The server you are accessing has a package management system called conda. Learn more about conda here. Conda works by creating 'environments' which contain software that is only accessible from within that environment. This means that making a change in an environment doesn't affect the rest of the server. This is also useful because you can completely control the software within your environment -- no admin privileges are required to install new programs. In this tutorial, you will initialize conda, create a personal conda environment, install a software program into it, and set up your jupyter notebook to recognize that environment automatically.

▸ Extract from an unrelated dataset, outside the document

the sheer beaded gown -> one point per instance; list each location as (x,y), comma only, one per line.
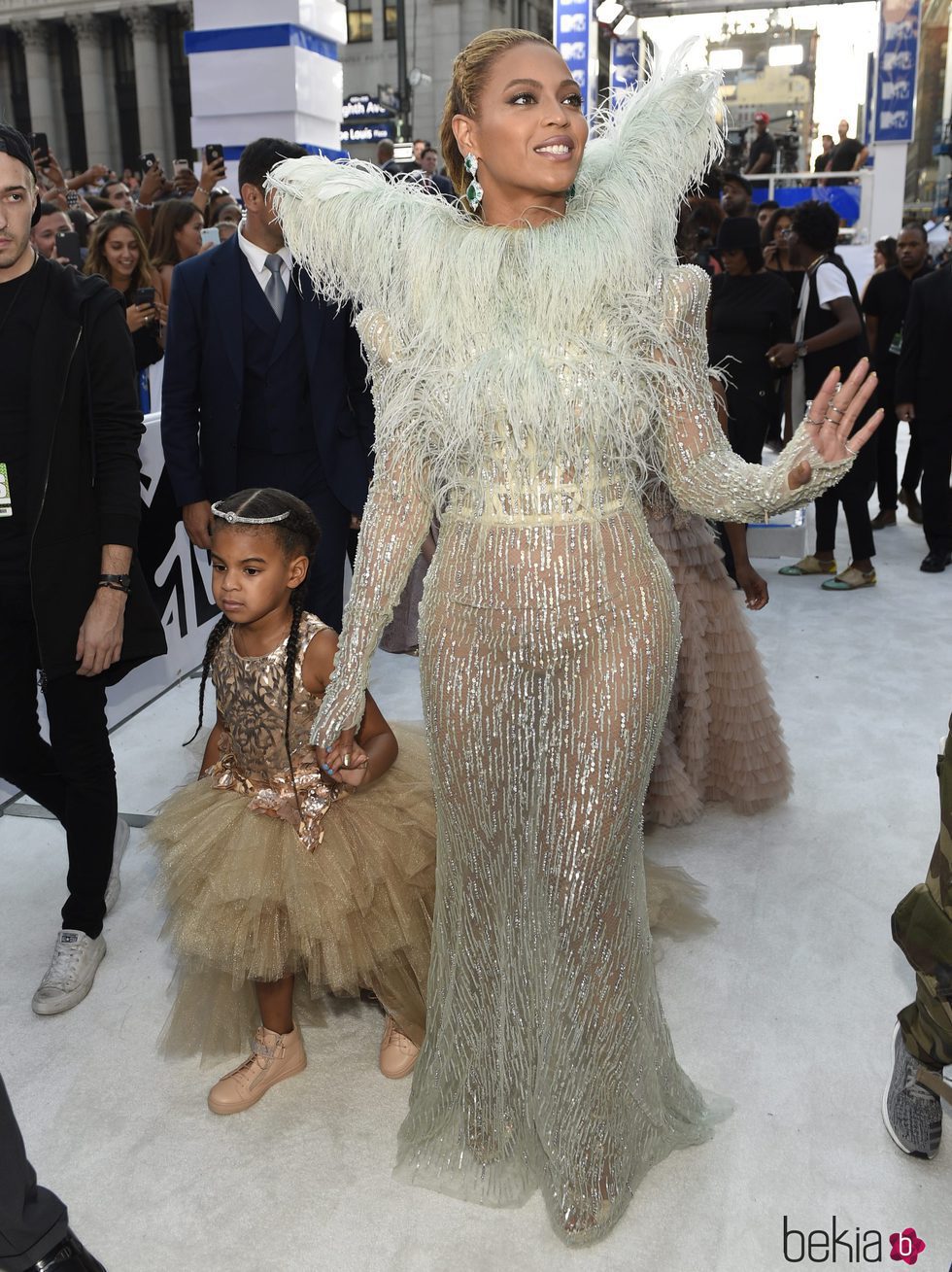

These steps must be completed in a 'terminal' session:

  1. Initialize conda for your user account:
conda init
  1. Close and reopen your terminal session. You should now see (base) infront of the command line.
  2. Create your personal environment (replace <username> with your username). When prompted, select y and hit 'enter':
conda create -n <username> ipykernel
  1. Activate your environment:
conda activate <username>
  1. Install a software program:
conda install -c bioconda salmon
  1. Verify that salmon was correctly installed (will show "Salmon" in ascii art if it worked):
salmon swim
  1. Link your environment with your jupyter profile:
.conda/envs/<username>/bin/python -m ipykernel install --user --name '<username>' --display-name "<username>'s environment"
  1. Return to the Launcher (+ symbol) or press ctrl + shift + L (windows) you should see an option to launch a jupyter notebook with <username>'s environment

NOTE: Every time your open a new terminal, you will be in the (base) environment -- however, you do not have permissions for downloading software into the (base) environment (it will produce an error if you try). Before you can download a program, you will need to run conda activate <username>. Doing this should change the (base) environment to one which displays (<username>).

Setting up git

The first task is to set up a github account, create a new repository, and push your first commit

  1. Visit github.com and create an account if you don't already have one
  2. Go to your repositories page and create a new one
  3. Open jupyter lab and create a new 'terminal' page
  4. Use the terminal to create a directory for your workshop project (rename this with the actual name of your project): mkdir myproject
  5. Navigate to the project directory: cd myproject
  6. Configure that directory as a git repository: git init
  7. Add a new file: echo "# myproject" > README.md
  8. Add the file (and any others in this folder) to your git repository: git add .
  9. Configure your repository author information:
git config user.email "yourName@livemail.uthscsa.edu"
git config user.name "Your Name"
  1. Add your first commit (don't forget the message -m "my message"): git commit -m "My first commit!"
  2. Link your local repository to your github.com repository: git remote add origin https://github.com/yourName/github_repo_name.git
  3. Push your local repository to github.com: git push -u origin master
  4. Check your github.com repository -- it should that you successfully added a new file "README.md" which says "myproject".